The challenge is, “A” lenders want to see re-established credit before they’ll consider an application. As a rough rule of thumb, that means two years of perfect repayment history, with at least two or more accounts.
Lendit Financial offers a second type of option. It’s called the Lendit GIC Investment Loan.
With the GIC Investment Loan you make monthly payments. Those payments are then reported to the credit bureaus. After a period of perfect repayment (of the GIC Investment Loan and all other accounts), people generally see a noticeable improvement in their credit score.

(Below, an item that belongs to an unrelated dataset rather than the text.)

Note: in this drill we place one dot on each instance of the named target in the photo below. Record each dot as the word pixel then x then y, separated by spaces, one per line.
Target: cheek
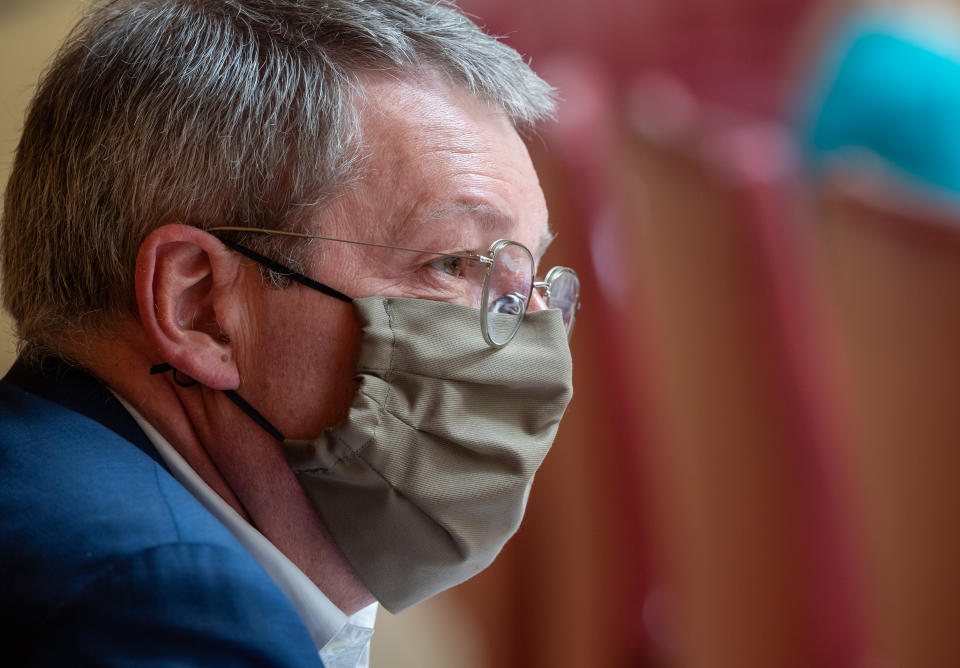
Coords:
pixel 303 378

In return for providing this service, Lendit charges 12.99% interest on its loans. That’s not cheap but it’s less than a credit card, commensurate with the borrower’s risk, and is offset by GIC interest. (In addition to paying interest, you accrue GIC interest ranging currently from 2.6% or 3.2%, depending on the term you pick.)
“Virtually everyone is approved,” says Lendit CEO Michael Wendland.
Lendit currently offers these term/amortization options:
- 3-year ($2,300 loan) with $78/month payment
- 3-year ($3,200 loan) with $108/month payment
- 5-year ($5,500 loan) with $126/month payment
Wendland says the larger the loan, the bigger the effect it has on your credit rating. The 5-year $5,500 option is offered because “some A lenders want more than $5000 re-established out of bankruptcy,” he says.
Other things to know:
- A $300 “administration fee” applies to Lendit’s loans (This is relatively reasonable given the fees charged each year by certain secured credit card companies)
- Payments are automatically debited from your bank account on the due date each month
- At the end of each term you receive the proceeds of the GIC that is placed in your name. This often serves as “forced savings for a down payment,” says Wendland.
- This program is available in every province except Quebec.
- Lendit is one of the “only lenders in Canada that can lend before bankruptcy is discharged,” according to Wendland.